Although she is able-bodied, Rutendo had a burning ambition to help people living with disabilities because she was born and raised at a rehabilitation centre in Beatrice, where her mother is a motor mechanic instructor for students with various impairments.

Rutendo’s efforts began in 2020, at the peak of the Covid-19 pandemic.

Using an old computer, she developed an offline education software application that aided learners in marginalised communities to continue with their studies despite restrictions to physical learning.

The application provides the learner with tutorials, animated diagrams, a calculations platform, question-and-answer activities and a note-storing platform, among other features.

This came in handy for learners in remote areas, who also had no internet services, and others who could not afford mobile data to access online learning.

“I am a young developer, who is interested in the technical aspects of programming and coding but I am also into building applications and platforms powered by machine learning algorithms and data.

“l developed an application to help disabled learners to detect and read multimedia content in text, voice and image. I exhibited the app at different national events. As a young innovator, I am critically aware of the role that young people need to play in helping to navigate the complex world of innovation,” she said.

The application will be updated with the passage of time to accommodate changes and additions in the syllabus.
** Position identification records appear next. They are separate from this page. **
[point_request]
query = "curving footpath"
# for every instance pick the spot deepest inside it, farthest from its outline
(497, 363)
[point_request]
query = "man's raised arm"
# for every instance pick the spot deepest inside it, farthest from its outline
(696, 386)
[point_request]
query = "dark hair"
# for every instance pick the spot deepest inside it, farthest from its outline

She has made presentations on the application to the Ministry of Information Communication Technology, Postal and Courier Services, and that of Primary and Secondary Education.

Because of her innovation, she has been invited to conferences such as one hosted by the Research Council of Zimbabwe, UNICEF and Midlands State University recently.

She is bent on building technologies that promote social good and inclusion of the less able in mainstream education.

Through her innovation, she is also promoting Science, Technology, Engineering and Mathematics (STEM) foundational skills among the youth, which include coding, basic numeracy, literacy and problem-solving skills.

She engages her peers through offline and online games like chess, interactive artificial intelligence, sport and music.

“Engaging young people through these activities suffocates boredom and injects competitive learning. I realised that one day, my applications would help solve some of Africa’s critical social challenges.”

A computer science undergraduate student at the Arrupe Jesuit University in Zimbabwe, Gandi’s efforts with the applications began to bear fruit when she engaged a mentor, who advised her that she needed to be rooted in an ecosystem of other co-developers and scientists. She then linked up with STEM-oriented groups.